Solusi Alternatif yang Lebih Adil
Untuk meningkatkan penerimaan negara tanpa menaikkan PPN menjadi 12%, pemerintah dapat mempertimbangkan solusi berikut:
Optimalisasi Pemungutan Pajak
Daripada menaikkan tarif, pemerintah sebaiknya fokus pada efisiensi pemungutan pajak. Dengan memperluas basis pajak dan meningkatkan kepatuhan wajib pajak, pemerintah dapat meningkatkan penerimaan hingga 5-10% tanpa membebani masyarakat.
Pengurangan Insentif Pajak Tidak Tepat Sasaran
Banyak insentif pajak yang tidak efisien dan tidak memberikan dampak signifikan terhadap perekonomian.
Dengan mengevaluasi kembali insentif ini, pemerintah dapat menambah penerimaan hingga Rp20 triliun per tahun.
Diversifikasi Pajak
Pengenaan pajak baru, seperti pajak karbon dan pajak atas aset digital, dapat menjadi sumber penerimaan baru.
Potensi penerimaan dari pajak karbon saja diperkirakan mencapai Rp30 triliun per tahun.
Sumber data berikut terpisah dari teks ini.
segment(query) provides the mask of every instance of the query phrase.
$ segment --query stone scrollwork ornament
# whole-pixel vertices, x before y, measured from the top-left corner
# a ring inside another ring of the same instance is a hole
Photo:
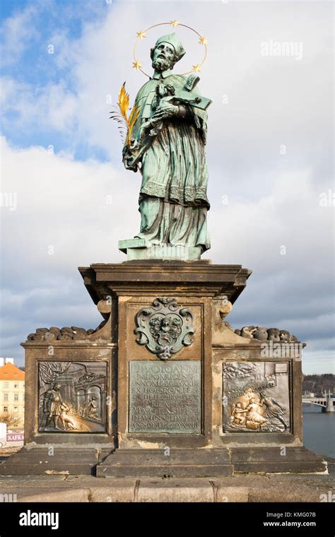
[[[193,343],[189,337],[194,334],[192,314],[178,306],[175,298],[158,297],[150,308],[139,312],[136,323],[136,342],[145,345],[160,360],[168,360],[184,346]]]

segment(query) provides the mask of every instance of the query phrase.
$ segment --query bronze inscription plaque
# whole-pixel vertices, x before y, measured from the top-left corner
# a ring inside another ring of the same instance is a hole
[[[130,361],[129,432],[200,434],[201,361]]]

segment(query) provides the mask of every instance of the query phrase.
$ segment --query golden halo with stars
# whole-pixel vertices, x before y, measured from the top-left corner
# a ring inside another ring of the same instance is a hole
[[[192,69],[190,71],[187,71],[186,73],[181,73],[180,74],[188,75],[190,73],[199,73],[200,71],[201,70],[201,67],[204,64],[204,62],[206,59],[206,57],[207,55],[207,47],[206,46],[208,43],[207,38],[204,37],[203,35],[201,35],[199,33],[199,32],[196,31],[196,30],[194,30],[194,28],[192,28],[191,26],[189,26],[187,24],[182,24],[182,23],[178,22],[178,20],[170,20],[169,23],[158,23],[158,24],[154,24],[152,26],[149,26],[149,28],[146,28],[146,30],[140,30],[139,32],[136,33],[136,39],[135,41],[135,45],[134,46],[133,69],[136,69],[136,71],[141,71],[141,72],[143,73],[143,75],[146,75],[146,76],[148,76],[148,78],[151,78],[150,75],[148,75],[142,69],[142,64],[136,56],[136,47],[139,43],[139,41],[141,41],[142,39],[145,39],[146,37],[146,34],[149,31],[149,30],[151,30],[152,28],[157,28],[157,26],[163,26],[164,25],[168,25],[175,28],[177,26],[182,26],[184,28],[191,30],[192,32],[196,34],[196,35],[199,37],[199,42],[204,47],[204,57],[202,58],[202,60],[199,64],[196,64],[195,65],[193,65]]]

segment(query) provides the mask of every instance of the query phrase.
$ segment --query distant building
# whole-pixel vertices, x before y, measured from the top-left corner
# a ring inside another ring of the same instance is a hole
[[[13,358],[0,358],[0,422],[7,429],[23,429],[25,414],[25,373]]]

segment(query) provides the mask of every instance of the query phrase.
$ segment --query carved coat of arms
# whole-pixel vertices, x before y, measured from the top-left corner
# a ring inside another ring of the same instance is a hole
[[[150,308],[139,312],[136,323],[137,343],[146,345],[160,360],[168,360],[183,346],[193,343],[189,337],[194,334],[192,314],[187,308],[178,306],[175,298],[156,298]]]

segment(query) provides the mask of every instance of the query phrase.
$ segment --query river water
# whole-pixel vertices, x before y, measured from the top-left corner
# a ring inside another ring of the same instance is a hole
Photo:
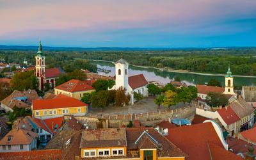
[[[115,65],[112,63],[105,61],[92,61],[92,63],[96,63],[98,68],[111,70],[108,74],[104,72],[99,72],[99,74],[111,76],[115,76]],[[169,83],[175,77],[180,77],[182,81],[184,81],[188,85],[204,84],[212,78],[221,82],[223,86],[225,83],[225,77],[223,76],[205,76],[191,73],[177,73],[164,70],[162,71],[154,68],[145,68],[132,65],[129,65],[128,74],[129,76],[143,74],[148,81],[157,81],[163,84]],[[235,86],[256,85],[256,78],[234,77],[234,83]]]

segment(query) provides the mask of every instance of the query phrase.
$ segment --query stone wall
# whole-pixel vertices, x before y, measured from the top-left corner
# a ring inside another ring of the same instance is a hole
[[[195,105],[156,113],[145,113],[141,114],[116,115],[106,116],[76,116],[84,126],[89,128],[116,128],[127,125],[130,120],[138,120],[146,126],[154,126],[156,124],[163,120],[175,118],[184,118],[191,120],[196,113]],[[86,124],[86,125],[84,125]]]

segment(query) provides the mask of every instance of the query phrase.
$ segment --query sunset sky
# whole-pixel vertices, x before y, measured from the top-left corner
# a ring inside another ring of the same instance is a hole
[[[256,46],[256,0],[0,0],[0,45]]]

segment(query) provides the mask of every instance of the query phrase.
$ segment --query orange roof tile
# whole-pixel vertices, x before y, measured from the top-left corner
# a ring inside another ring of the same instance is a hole
[[[163,120],[162,122],[157,124],[156,125],[157,126],[158,125],[163,129],[170,129],[170,128],[177,127],[175,125],[170,123],[166,120]]]
[[[246,140],[256,143],[256,128],[252,128],[241,132],[241,134]]]
[[[10,137],[10,140],[8,138],[9,137]],[[36,137],[37,137],[37,134],[32,131],[13,129],[1,140],[0,145],[28,145],[31,143]]]
[[[195,116],[194,116],[194,118],[193,118],[193,120],[191,122],[191,124],[202,124],[205,120],[209,120],[209,118],[205,118],[205,117],[202,116],[195,115]]]
[[[38,99],[33,101],[33,109],[34,110],[83,106],[88,106],[88,104],[71,97],[54,99]]]
[[[216,145],[212,143],[208,143],[209,152],[210,156],[212,160],[242,160],[244,159],[241,157],[231,152],[230,151],[226,150],[223,147]]]
[[[225,88],[218,86],[209,86],[206,85],[196,84],[197,92],[201,94],[207,95],[209,92],[223,93]]]
[[[234,124],[240,120],[239,117],[230,106],[223,108],[217,111],[227,125]]]
[[[224,148],[211,122],[170,129],[166,138],[188,154],[188,160],[211,159],[209,142]]]
[[[10,156],[12,155],[12,156]],[[61,159],[61,150],[49,149],[0,153],[0,160]]]
[[[94,90],[91,85],[92,81],[90,80],[80,81],[73,79],[55,87],[55,88],[69,92],[76,92]]]
[[[129,77],[128,83],[129,85],[132,89],[136,89],[148,84],[148,82],[142,74]]]
[[[60,68],[46,68],[45,69],[45,77],[58,77],[61,74],[61,71]]]

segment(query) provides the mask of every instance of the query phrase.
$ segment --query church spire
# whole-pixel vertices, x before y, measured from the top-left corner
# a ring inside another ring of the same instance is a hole
[[[228,65],[228,71],[227,72],[226,77],[232,77],[232,72],[230,70],[230,65]]]
[[[41,56],[43,55],[43,52],[42,51],[42,44],[40,40],[39,40],[38,51],[37,51],[37,54]]]

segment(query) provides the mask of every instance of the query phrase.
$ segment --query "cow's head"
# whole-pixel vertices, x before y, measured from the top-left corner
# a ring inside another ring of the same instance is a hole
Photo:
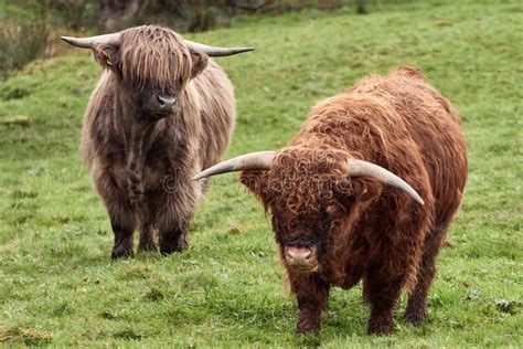
[[[174,31],[142,25],[118,33],[62,36],[67,43],[93,49],[96,61],[118,77],[121,105],[140,119],[160,119],[177,109],[188,82],[200,74],[207,56],[225,56],[250,47],[222,49],[183,40]]]
[[[388,170],[346,159],[343,152],[331,149],[288,147],[277,152],[248,154],[213,166],[195,179],[242,170],[242,182],[273,213],[273,230],[281,256],[296,272],[318,271],[332,247],[331,235],[339,234],[346,224],[354,202],[376,195],[365,181],[356,178],[371,177],[424,203],[409,184]]]

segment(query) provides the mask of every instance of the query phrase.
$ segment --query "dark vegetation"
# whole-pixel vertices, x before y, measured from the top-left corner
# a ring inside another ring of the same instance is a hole
[[[236,15],[343,6],[366,12],[365,0],[0,0],[0,80],[36,57],[58,54],[63,49],[51,43],[58,30],[94,33],[158,23],[199,32],[227,27]]]

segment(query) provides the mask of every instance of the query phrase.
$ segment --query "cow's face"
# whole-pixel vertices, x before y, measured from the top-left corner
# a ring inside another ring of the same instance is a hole
[[[242,182],[273,214],[273,230],[287,267],[317,272],[353,200],[354,188],[342,161],[327,151],[289,148],[270,171],[245,171]]]
[[[97,46],[95,55],[118,77],[120,105],[139,120],[175,113],[186,84],[207,63],[175,32],[151,25],[124,31],[118,45]]]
Peningkatan Pajak Penghasilan untuk Kelompok Kaya
Dengan menerapkan tarif progresif untuk kelompok berpenghasilan tinggi, pemerintah dapat meningkatkan kontribusi dari kalangan yang lebih mampu.
Reformasi ini diperkirakan dapat menambah penerimaan sebesar Rp40 triliun per tahun.
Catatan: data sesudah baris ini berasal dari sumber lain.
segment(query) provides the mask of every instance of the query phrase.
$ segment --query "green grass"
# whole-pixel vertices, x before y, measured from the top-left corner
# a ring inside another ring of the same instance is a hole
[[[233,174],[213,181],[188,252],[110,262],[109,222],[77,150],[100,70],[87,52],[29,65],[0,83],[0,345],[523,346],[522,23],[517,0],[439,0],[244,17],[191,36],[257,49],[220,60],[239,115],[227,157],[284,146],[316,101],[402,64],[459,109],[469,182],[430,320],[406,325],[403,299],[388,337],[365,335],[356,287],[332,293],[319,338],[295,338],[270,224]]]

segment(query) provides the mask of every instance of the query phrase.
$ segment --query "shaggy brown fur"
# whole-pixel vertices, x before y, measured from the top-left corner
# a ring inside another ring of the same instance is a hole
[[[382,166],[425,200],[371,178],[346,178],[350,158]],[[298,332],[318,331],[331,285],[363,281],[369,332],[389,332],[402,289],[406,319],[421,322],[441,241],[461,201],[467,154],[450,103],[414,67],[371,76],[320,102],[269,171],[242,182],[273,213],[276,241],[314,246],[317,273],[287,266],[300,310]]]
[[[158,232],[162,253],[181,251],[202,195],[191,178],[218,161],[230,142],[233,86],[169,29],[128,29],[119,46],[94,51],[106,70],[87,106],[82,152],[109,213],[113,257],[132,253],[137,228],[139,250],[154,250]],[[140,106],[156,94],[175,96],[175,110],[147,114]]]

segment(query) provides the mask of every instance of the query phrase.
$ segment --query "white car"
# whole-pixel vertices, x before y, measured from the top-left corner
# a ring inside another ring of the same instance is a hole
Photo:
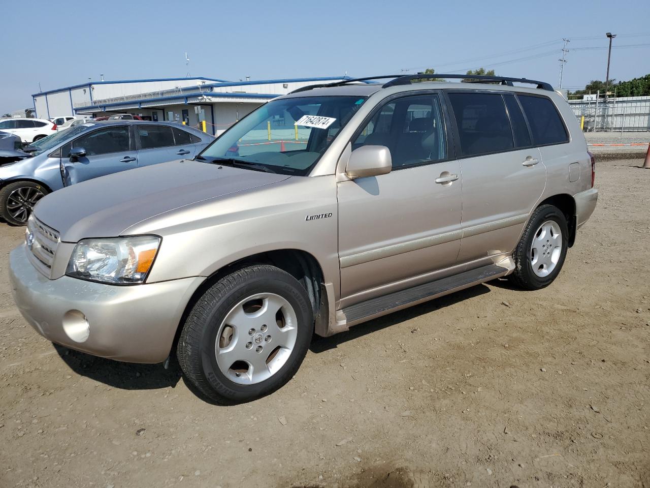
[[[47,137],[56,131],[57,124],[42,118],[3,118],[0,120],[0,131],[16,134],[23,143]]]
[[[56,124],[60,129],[62,126],[64,126],[69,122],[74,120],[77,117],[72,115],[62,115],[60,116],[50,117],[47,120]]]

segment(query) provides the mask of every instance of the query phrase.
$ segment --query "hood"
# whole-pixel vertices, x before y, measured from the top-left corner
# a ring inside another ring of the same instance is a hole
[[[146,219],[288,178],[198,161],[175,161],[67,187],[42,198],[34,213],[58,230],[63,241],[116,237]]]

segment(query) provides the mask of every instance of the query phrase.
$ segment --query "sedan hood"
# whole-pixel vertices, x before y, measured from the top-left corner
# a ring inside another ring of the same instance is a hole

Implementasi Digitalisasi Administrasi Pajak
Sistem digitalisasi yang lebih baik dapat meminimalkan kebocoran pajak. Diperkirakan, digitalisasi ini dapat meningkatkan penerimaan hingga Rp50 triliun per tahun.
Reformasi Pajak Daerah
Pajak daerah, terutama pada sektor properti dan kendaraan bermotor, memiliki potensi besar yang belum dimanfaatkan secara optimal. Dengan reformasi pajak daerah, tambahan penerimaan sebesar Rp15 triliun per tahun dapat dicapai.
Masih banyak cara lain untuk mengoptimalisasikan penerimaan negara, namun Sri Mulyani beserta tim ekonomi tidak mau menempuh cara kompleks dan memilih jalan pintas yang gampang padahal dampaknya akan jauh lebih buruk bagi daya beli dan perekonomian keseluruhan.
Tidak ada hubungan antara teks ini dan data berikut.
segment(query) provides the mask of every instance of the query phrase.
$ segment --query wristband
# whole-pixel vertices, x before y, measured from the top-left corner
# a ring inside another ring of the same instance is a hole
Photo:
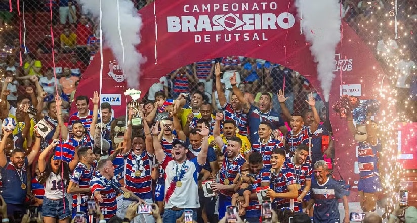
[[[392,218],[394,218],[394,219],[396,221],[396,220],[398,220],[398,217],[397,217],[397,216],[396,216],[394,215],[394,214],[390,214],[390,217],[392,217]]]

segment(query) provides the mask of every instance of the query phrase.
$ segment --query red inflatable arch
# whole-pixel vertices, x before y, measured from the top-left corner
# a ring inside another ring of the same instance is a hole
[[[143,26],[141,43],[138,47],[147,59],[141,66],[140,89],[143,95],[160,77],[174,69],[196,61],[226,55],[261,58],[285,65],[306,77],[321,92],[316,64],[304,36],[300,34],[300,19],[297,17],[294,1],[288,6],[289,2],[158,0],[156,5],[153,3],[143,8],[139,11]],[[341,95],[341,68],[343,70],[343,89],[347,91],[344,94],[350,92],[361,99],[374,97],[371,94],[377,87],[377,74],[380,70],[368,46],[354,31],[344,24],[343,32],[342,47],[337,47],[335,57],[335,63],[339,62],[339,64],[330,92],[330,104]],[[117,77],[123,79],[123,72],[109,49],[104,49],[103,58],[102,101],[110,102],[115,116],[123,115],[126,83],[115,80]],[[94,91],[99,90],[100,64],[100,56],[97,54],[86,70],[76,95],[92,95]],[[330,118],[335,131],[337,162],[343,163],[342,174],[352,186],[349,199],[356,201],[356,181],[359,176],[355,168],[356,143],[344,134],[347,129],[342,121],[336,116]]]

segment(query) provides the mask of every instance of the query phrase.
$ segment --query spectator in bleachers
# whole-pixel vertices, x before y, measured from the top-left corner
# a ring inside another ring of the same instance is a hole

Kenaikan tarif PPN menjadi 12% mungkin terlihat sebagai solusi cepat untuk meningkatkan penerimaan negara.
Namun, dampaknya terhadap konsumsi, daya beli, dan kemiskinan menunjukkan bahwa kebijakan ini dapat memperlambat pertumbuhan ekonomi dan memperburuk kesenjangan sosial.
Dengan memanfaatkan solusi alternatif seperti optimalisasi pemungutan pajak, diversifikasi basis pajak, dan digitalisasi administrasi perpajakan, pemerintah dapat meningkatkan penerimaan negara tanpa membebani masyarakat.
Pemerintah harus bijak dalam merancang kebijakan fiskal, memastikan bahwa setiap kebijakan tidak hanya meningkatkan penerimaan, tetapi juga melindungi daya beli masyarakat dan mendorong pertumbuhan ekonomi yang inklusif.
Memilih solusi yang lebih berkeadilan akan menunjukkan komitmen pemerintah dalam menjaga kesejahteraan rakyat sekaligus mencapai tujuan fiskal yang berkelanjutan.